StarCCMS+ on AWS Parallel Cluster not distributing workload across multiple nodes

dwagoner · October 27, 2020, 23:48

Summary
1. StarCCMS+ jobs submitted will not run on more than one node in a cluster
2. When jobs run on the first compute node (“local node”) they are significantly CPU-throttled. When the same jobs run on other nodes, they consume all available CPU as intended.

Detail
StarCCM+ runs on AWS ParallelCluster in a batch mode. This implementation uses Sun Grid Engine (SGE) on Linux and uses slurm. The implementation is documented here:

https://aws.amazon.com/blogs/compute/running-simcenter-star-ccm-on-aws/

The document is missing some critical details that may take some investigation to determine. These somewhat important undocumented details include:

FSx Lustre file system DNS references are not in the public DNS as is the case for other EC2 resources like ALBs, NLBs, S3 buckets, EC2 instances, etc.

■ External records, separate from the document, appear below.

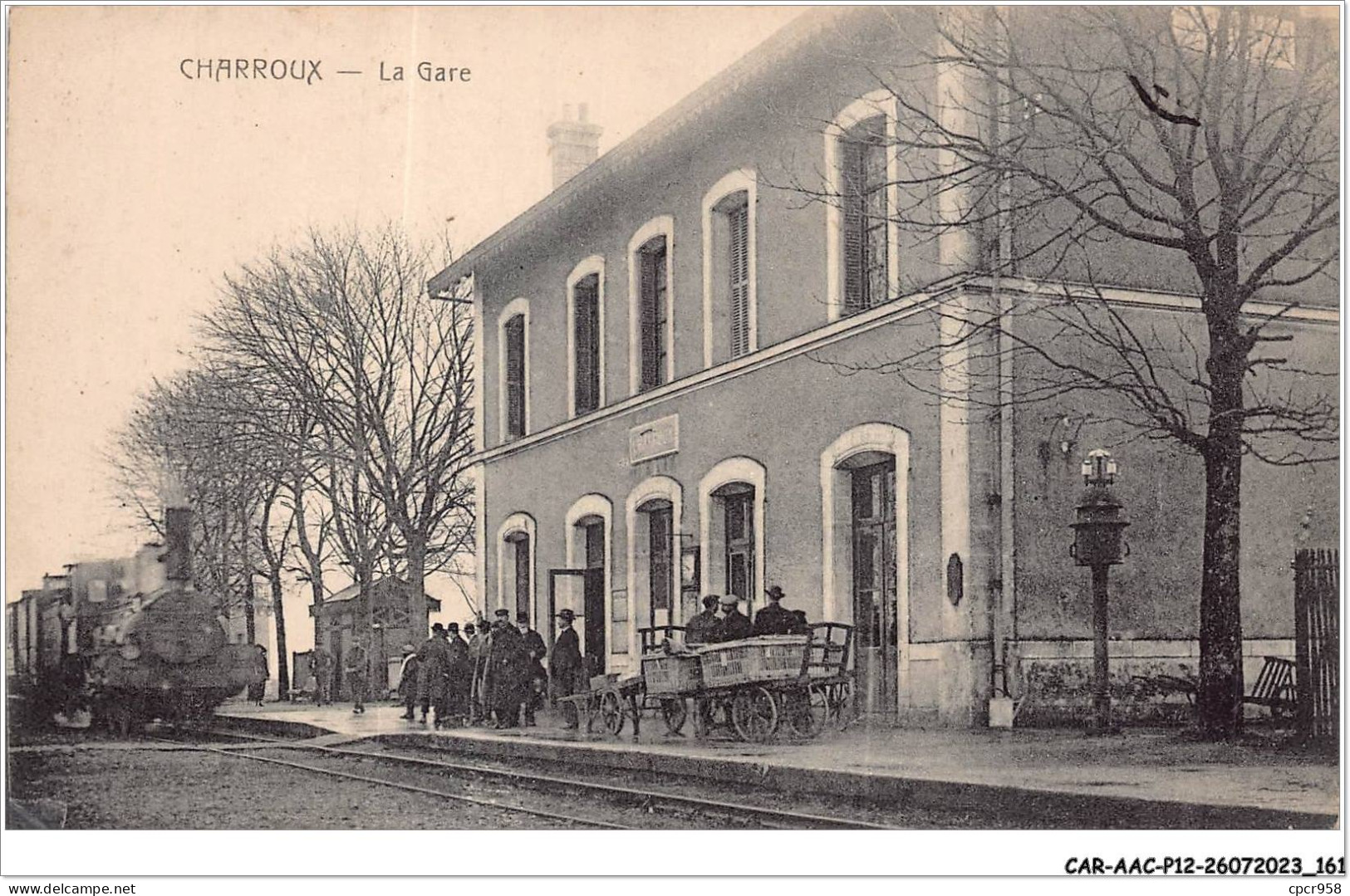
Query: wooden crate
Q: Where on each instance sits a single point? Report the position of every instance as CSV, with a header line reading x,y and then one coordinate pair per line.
x,y
673,673
773,658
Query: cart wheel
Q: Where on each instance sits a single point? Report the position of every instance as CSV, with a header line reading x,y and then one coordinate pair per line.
x,y
674,714
611,712
808,710
840,705
755,714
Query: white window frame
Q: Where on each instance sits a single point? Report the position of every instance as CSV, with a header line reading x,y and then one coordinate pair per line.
x,y
738,181
593,265
514,306
514,524
650,489
587,507
723,474
868,107
660,226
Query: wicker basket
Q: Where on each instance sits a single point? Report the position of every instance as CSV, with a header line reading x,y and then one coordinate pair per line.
x,y
673,673
771,658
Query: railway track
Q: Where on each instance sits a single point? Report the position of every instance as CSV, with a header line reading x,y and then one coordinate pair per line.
x,y
647,799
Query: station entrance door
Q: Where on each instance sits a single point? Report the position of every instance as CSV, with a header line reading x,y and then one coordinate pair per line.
x,y
583,593
875,610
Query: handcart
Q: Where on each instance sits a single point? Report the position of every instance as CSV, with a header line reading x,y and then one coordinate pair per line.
x,y
756,686
611,699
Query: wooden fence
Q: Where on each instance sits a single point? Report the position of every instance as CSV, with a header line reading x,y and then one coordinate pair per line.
x,y
1317,633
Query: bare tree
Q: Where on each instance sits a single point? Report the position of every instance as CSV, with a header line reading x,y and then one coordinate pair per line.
x,y
341,323
1199,140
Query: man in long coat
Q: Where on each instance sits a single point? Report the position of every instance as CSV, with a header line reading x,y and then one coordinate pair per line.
x,y
408,683
536,678
775,619
565,665
508,671
460,675
434,675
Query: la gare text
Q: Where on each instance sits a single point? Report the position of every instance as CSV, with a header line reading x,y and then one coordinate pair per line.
x,y
311,71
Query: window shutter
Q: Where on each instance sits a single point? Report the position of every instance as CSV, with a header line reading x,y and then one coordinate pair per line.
x,y
587,317
516,377
855,224
740,280
652,308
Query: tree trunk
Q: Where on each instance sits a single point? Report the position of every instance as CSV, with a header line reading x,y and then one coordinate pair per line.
x,y
280,619
1220,699
250,628
417,617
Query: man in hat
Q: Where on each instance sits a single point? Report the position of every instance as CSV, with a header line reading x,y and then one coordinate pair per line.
x,y
356,667
536,678
705,628
434,675
508,673
408,682
734,624
460,673
565,665
773,619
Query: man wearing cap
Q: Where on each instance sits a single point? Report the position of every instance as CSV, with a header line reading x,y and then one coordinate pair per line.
x,y
408,682
773,619
705,628
458,680
507,671
434,675
734,624
565,665
535,676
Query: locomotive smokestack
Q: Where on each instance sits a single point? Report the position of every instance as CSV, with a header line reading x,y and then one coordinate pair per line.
x,y
179,543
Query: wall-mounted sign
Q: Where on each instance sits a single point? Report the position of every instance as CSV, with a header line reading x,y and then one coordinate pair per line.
x,y
655,438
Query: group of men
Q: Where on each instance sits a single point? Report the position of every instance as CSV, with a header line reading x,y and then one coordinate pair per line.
x,y
496,676
721,619
494,673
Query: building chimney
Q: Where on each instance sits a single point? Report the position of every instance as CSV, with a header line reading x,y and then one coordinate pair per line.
x,y
179,544
572,144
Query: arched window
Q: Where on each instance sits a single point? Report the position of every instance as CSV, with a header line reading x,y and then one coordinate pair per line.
x,y
730,533
729,269
587,537
654,512
587,336
862,169
513,366
651,291
516,540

Instead, resolution can be done only by the AWS Provided DNS service inside the VPC where the FSx Lustre file system is created. The pcluster utility uses a CloudFormation template and may fail if the DNS resolution cannot be done for the FSx Lustre file system to allow it to be mounted on the master and all compute nodes. This resolution is done at the IP address of x.x.x.2/32, where x.x.x is the lowest set of octets in the VPC CIDR block. The critical piece is that this IP address should be in the DHCP default options for the VPC in which the cluster is being created. While the FSx Lustre DNS reference can be done manually, specifying x.x.x.2 as the DNS server, but this manual step cannot be done in the middle of the Cloudformation template being used to build the cluster.
The master and compute nodes may not consistently mount the FSx Lustre partition, even if the IP address translation is done correctly. The lustre modules do not always get loaded, and this approach seems to load the modules so that the FSx partition can be mounted:

apt update
apt-get install -y lustre-client-modules-$(uname -r)
The master should have local entries for the compute nodes in /etc/hosts. Login to each of the compute nodes and copy the relevant line from /etc/fstab and copy it into the master. You may need to update the security group of the compute node to allow access to port 22 from the rest of your environment. You may need to add ssh keys directly onto the compute nodes as well for the default non-root user (e.g. “ubuntu”, “centos”, or “ec2-user”).
The first compute node attempts to launch “remote” jobs on other compute nodes, so the entries that were just put into the /etc/fstab of the master should be copied to the compute nodes for consistency. Out of sheer paranoia, do an “ssh compute-node-name uptime” from the first compute node to the others to ensure that the entries are correct and that the host key has been accepted and that the ssh keys are present. This ssh attempt should be done as the default non-root user, not as root.
Update the kernel parameter for ptrace; the default is “1” and it needs to be “0”. This is set in /etc/sysctl.d/10-ptrace.conf and rebooting; however, doing an init 6 on individual nodes causes pcluster to replace them, not just reboot them. Use pcluster stop cluster-name and start it again, or set the value dynamically with:

sysctl -w kernel.yama.ptrace_scope=0

Without this, there are likely to be various complaints about *btl_vader_single_copy_mechanism emitted. (Thanks to Dennis.Kingsley@us.fincantieri.com for this valuable tidbit).
DNS may not consistently be resolved for the FSx Lustre partition after the first system boot. It may be prudent to replace the DNS name in /etc/fstab with the IP address translation after the cluster has been created.
When using a machine file (specified after the “—machinefile” option), do not use the FQDN - what is there must match the result of “/bin/hostname” when run on the compute nodes.
Be sure to include the parameter “-mpi openmpi”. Without this, you are likely obtain error messages like those below and the suggestion of updating /etc/security/limits.conf has nothing to do with the real problem:

starccm+: compute-st-c5n18xlarge-1:[pid-18967] Rank 0:38: MPI_Init: ibv_create_qp(left ring) failed
starccm+: compute-st-c5n18xlarge-1:[pid-18967] Rank 0:38: MPI_Init: probably you need to increase pinnable memory in /etc/security/limits.conf
starccm+: compute-st-c5n18xlarge-1:[pid-18967] Rank 0:38: MPI_Init: ibv_ring_createqp() failed
starccm+: compute-st-c5n18xlarge-1:[pid-18967] Rank 0:38: MPI_Init: Can't initialize RDMA device
starccm+: compute-st-c5n18xlarge-1:[pid-18967] Rank 0:38: MPI_Init: Internal Error: Cannot initialize RDMA protocol

Disclaimer on my background: I am not a user of StarCCM, just an IT guy trying to help our mechanical engineers by setting this up. I have a large sample job (a .sim file) that I use for testing.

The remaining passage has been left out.